You can as has happened to us be waiting on the day of exchange and nothing happens. In our case we had one of the few agents, a family firm, who actually cared and put the leg work in; on the day after a phone call the agent phoned back to say our buyers' solicitor had heard nothing from the buyer despite repeated messages being left, but our agent knew the mortgage manager of our buyers' lender and the company office was over the road from the agents. He called him to find out if the mortgage was still valid only to discover our buyer had not been granted a mortgage to the amount necessary and was looking for a cheaper property; this had happened some time before but he chose to let everyone else carry on in the belief all was well. Again, who pays?

The fact is most of the problems of the conveyancing system revolve around the fact that nothing is binding until exchange, it is an arcane way of doing business on trust with people you have never met before the event. There was a time, I believe when a man's word or handshake would suffice; today everyone knows the angles and many use the system to the detriment of others and without any redress.

Some lukewarm proposals to change the system have been proposed in the past, all have met with further watering down and eventual fading away. You could almost believe the legal profession thinks the system is OK as it is.

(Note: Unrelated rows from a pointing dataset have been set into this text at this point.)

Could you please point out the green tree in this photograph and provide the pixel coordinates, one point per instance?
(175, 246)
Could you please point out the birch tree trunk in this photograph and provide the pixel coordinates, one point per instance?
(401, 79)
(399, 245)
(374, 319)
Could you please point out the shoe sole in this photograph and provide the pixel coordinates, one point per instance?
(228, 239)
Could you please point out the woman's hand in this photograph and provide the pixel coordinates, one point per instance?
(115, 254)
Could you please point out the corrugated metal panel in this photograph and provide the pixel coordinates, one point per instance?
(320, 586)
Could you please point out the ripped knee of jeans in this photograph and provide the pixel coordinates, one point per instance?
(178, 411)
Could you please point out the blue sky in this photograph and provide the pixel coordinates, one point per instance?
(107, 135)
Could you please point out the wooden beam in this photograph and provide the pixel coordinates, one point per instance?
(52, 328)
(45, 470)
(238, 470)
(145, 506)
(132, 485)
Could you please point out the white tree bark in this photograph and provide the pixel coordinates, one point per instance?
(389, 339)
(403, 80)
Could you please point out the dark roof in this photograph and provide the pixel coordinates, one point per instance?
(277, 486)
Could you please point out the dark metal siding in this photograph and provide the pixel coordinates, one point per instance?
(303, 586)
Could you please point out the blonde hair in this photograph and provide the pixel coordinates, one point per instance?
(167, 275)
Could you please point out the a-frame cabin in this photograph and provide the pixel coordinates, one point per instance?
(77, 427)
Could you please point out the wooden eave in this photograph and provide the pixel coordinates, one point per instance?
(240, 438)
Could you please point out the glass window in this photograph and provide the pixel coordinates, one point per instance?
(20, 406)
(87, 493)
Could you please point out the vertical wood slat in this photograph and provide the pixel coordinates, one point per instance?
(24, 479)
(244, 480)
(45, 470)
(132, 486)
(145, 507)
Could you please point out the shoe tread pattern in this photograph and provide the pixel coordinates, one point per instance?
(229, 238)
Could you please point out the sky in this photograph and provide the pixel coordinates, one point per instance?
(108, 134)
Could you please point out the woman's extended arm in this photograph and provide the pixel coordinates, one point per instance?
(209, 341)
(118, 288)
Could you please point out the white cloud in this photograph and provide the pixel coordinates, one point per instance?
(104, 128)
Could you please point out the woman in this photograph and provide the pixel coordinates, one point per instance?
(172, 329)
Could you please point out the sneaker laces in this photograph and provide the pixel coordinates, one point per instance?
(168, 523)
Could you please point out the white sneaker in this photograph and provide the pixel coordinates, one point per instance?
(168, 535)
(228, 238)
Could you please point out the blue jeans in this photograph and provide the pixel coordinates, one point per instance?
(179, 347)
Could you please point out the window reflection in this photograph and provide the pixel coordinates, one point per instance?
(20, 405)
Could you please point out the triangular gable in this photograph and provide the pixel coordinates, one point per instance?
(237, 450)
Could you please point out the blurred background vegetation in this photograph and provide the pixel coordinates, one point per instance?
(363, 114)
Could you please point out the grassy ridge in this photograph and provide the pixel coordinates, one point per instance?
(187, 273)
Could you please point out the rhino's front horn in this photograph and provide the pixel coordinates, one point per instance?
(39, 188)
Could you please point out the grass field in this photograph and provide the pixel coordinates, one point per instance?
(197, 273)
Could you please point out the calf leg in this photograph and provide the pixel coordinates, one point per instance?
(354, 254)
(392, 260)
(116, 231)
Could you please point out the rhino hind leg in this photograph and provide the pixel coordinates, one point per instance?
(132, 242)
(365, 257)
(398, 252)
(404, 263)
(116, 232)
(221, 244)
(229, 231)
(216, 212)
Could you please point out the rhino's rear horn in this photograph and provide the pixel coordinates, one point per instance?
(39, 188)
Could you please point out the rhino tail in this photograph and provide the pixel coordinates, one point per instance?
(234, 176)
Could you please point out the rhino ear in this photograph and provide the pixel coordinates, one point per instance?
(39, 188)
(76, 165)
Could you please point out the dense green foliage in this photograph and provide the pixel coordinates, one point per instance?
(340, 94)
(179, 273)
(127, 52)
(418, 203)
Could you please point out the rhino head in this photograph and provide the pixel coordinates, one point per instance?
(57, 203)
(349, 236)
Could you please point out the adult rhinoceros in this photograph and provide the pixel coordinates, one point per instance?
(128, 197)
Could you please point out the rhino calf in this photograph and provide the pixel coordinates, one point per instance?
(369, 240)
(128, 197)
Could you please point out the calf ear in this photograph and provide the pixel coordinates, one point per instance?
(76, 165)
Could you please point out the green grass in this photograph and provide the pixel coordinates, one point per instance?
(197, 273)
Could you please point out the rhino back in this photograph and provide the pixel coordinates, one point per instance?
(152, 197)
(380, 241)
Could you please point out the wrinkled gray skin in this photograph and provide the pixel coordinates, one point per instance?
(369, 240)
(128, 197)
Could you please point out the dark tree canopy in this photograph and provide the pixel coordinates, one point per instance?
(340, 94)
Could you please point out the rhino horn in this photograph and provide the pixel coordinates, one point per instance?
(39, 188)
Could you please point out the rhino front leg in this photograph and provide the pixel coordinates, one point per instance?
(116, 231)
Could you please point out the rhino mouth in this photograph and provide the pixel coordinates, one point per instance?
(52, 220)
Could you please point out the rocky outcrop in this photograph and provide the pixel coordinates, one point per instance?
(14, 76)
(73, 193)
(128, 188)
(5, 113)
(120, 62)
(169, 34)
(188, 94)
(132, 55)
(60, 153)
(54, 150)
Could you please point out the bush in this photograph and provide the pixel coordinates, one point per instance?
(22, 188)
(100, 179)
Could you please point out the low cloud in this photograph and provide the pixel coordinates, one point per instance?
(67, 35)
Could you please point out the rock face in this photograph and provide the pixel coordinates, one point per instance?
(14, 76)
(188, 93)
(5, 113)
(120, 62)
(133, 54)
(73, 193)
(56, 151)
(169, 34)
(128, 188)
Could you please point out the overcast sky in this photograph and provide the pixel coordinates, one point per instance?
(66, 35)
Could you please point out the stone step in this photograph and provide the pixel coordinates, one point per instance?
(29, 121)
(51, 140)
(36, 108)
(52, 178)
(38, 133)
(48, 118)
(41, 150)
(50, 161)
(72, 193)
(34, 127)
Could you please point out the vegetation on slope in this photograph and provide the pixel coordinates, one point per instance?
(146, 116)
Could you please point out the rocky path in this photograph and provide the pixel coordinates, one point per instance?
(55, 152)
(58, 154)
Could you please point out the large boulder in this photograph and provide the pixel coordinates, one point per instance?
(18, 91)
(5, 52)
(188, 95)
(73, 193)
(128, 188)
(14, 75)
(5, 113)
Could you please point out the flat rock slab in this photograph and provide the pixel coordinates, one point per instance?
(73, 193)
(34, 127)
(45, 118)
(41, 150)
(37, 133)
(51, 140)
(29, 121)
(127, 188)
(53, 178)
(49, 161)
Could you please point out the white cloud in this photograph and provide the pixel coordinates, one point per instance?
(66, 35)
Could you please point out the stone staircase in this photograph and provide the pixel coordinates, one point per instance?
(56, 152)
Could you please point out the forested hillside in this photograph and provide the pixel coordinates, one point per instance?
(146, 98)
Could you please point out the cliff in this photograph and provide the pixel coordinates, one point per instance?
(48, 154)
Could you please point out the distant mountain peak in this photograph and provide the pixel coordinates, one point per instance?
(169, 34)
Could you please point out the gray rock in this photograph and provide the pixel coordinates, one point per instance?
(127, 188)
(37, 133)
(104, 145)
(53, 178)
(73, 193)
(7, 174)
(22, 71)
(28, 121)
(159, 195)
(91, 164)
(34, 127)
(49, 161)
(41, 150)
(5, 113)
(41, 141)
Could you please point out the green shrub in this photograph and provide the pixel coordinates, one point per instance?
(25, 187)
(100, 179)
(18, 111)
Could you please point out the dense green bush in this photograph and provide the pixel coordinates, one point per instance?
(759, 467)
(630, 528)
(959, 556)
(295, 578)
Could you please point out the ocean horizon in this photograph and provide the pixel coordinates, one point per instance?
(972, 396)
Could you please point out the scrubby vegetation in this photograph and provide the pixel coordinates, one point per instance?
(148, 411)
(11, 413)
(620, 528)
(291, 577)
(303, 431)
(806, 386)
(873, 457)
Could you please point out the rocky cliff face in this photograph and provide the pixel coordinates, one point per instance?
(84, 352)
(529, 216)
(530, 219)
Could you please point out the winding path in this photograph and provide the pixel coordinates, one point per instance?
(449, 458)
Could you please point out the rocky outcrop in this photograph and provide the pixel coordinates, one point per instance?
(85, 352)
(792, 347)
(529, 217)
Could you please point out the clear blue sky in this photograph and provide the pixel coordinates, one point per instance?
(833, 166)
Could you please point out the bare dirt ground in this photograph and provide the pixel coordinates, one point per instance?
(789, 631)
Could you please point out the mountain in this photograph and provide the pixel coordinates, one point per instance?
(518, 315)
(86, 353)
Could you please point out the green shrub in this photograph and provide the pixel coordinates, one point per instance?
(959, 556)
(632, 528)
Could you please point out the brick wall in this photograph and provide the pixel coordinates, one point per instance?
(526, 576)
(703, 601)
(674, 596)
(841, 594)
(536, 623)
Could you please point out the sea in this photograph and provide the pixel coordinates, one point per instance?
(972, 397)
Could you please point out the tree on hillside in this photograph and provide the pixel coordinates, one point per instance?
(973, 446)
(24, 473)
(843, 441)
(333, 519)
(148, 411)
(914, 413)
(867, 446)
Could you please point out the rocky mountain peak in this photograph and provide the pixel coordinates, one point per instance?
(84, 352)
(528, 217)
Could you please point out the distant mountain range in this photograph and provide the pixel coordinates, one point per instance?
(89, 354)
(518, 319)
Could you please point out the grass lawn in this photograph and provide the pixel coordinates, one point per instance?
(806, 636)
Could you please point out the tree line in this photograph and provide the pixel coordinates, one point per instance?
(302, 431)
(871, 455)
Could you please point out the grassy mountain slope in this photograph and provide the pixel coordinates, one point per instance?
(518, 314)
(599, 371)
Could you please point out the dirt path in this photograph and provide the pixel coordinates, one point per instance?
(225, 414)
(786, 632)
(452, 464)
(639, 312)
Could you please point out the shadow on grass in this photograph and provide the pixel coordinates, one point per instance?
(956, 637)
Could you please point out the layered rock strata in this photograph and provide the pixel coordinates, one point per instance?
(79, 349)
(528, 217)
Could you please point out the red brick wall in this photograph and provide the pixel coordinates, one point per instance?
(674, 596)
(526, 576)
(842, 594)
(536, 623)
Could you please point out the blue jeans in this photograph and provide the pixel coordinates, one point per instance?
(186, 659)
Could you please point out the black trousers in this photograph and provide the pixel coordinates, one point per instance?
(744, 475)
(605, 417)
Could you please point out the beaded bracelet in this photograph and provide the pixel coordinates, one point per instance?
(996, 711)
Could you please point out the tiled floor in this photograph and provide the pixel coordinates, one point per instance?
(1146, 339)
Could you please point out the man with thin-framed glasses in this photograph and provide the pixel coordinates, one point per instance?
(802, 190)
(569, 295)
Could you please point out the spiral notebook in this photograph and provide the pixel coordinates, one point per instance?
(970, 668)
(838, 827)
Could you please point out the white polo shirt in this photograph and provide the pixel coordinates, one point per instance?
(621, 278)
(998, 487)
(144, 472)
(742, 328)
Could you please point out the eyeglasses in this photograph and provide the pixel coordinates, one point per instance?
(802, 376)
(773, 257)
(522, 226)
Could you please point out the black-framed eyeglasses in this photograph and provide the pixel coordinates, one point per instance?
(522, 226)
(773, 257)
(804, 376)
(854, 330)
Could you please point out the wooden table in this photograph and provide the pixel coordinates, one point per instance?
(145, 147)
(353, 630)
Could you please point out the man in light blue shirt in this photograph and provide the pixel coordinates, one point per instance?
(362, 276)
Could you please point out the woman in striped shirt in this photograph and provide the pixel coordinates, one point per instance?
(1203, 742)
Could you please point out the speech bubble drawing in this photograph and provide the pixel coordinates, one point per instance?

Solicitors here don’t make much money from conveyancing. This is shown by how many firms treat conveyancing: normally it is a training ground for office juniors who are overseen by a senior member of staff who rubber stamps the progress. Where solicitors fall down is because of the low profit margins in conveyancing: the minute something goes wrong is when you find out if they are any good, in many cases we have found they shut up shop and await developments, unwilling to spend time and thus money getting a quick solution or actually helping you, the paying client.

The helping the paying client theme can be readily transferred to the estate agent. Not all are bad despite the image they create, but many are. Again, when things get sticky many agents will be only interested in the sale going through at any cost: the times an agent has preferred to get you the paying client to accommodate the buyer's wishes against the our wishes or stated demands are legion; on more than one occasion I have had to forcefully remind them of who they are working for.

Once that bonus is in sight all ethics go out of the window. They also suffer from withdrawal symptoms: unlike in the past when a house was sold you kept it on the market to cover yourself in case of failure to sell, today they automatically withdraw your property and the SOLD sign goes up on their website. It of course is not sold until contracts are exchanged, but that does not stop them following this route; viewings cost money and phone calls to so they will do everything to withdraw your property from the sales listing. Of course if you believe your buyer has made a very good offer you may well choose to remove your property from the market, but it should be your choice.